Q5) The feature selection algorithm (CAES-HBS) needs a more detailed explanation.

Answer: We added a more detailed explanation of the CAES-HBS explain more in details in the revised manuscript as follows: “On the other hand, to select a specific number of important features, the correlation-awareness evolutionary sparse hybrid spectral band selection (CAES-HBS) algorithm was introduced. The CAES-HBS algorithm is designed to optimize spectral feature selection for aflatoxin B1 classification in hyperspectral imaging. It integrates multiple feature selection methods, including multilayer perceptron and ensemble boosting-based approaches, to identify the most relevant spectral bands across different dimensions. The algorithm employs six boosting ensemble learners alongside decision trees to enhance spectral reliability. A genetic algorithm-based correlation-aware selection process further refines the spectral subset, ensuring minimal redundancy and maximizing classification accuracy. By eliminating highly correlated spectral bands, CAES-HBS improves the efficiency and robustness of machine-learning models while maintaining high classification performance.​”

 

 

Q6) The figures should be of high resolution and have clear labels.

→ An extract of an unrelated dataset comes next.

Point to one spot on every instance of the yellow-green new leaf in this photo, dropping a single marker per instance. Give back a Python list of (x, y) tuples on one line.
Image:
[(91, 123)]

Answer: All Figures (2 to 4 redraw) checked, updated to increase resolution and clearly labeled in the revised manuscript. However, please note that figure 5 is based on the acquired hyperspectral image, therefore it is not possible to increase its resolution.

 

Q7) The comparison with traditional machine learning methods (SVM, RF, etc.) is mentioned but requires more in-depth analysis and quantitative results.

Answer: Thank you for your valuable feedback. In our study, we extracted 55 features to develop traditional machine learning models such as SVM, RF, etc., for classifying Aflatoxin B1 contamination. We conducted a detailed comparison between our proposed deep learning approach and traditional machine learning methods by evaluating key performance metrics, including AUC, accuracy, and F1-score. The results demonstrated that while traditional models performed reasonably well, the proposed deep learning approach achieved higher classification performance due to its ability to learn complex spectral patterns directly from hyperspectral images.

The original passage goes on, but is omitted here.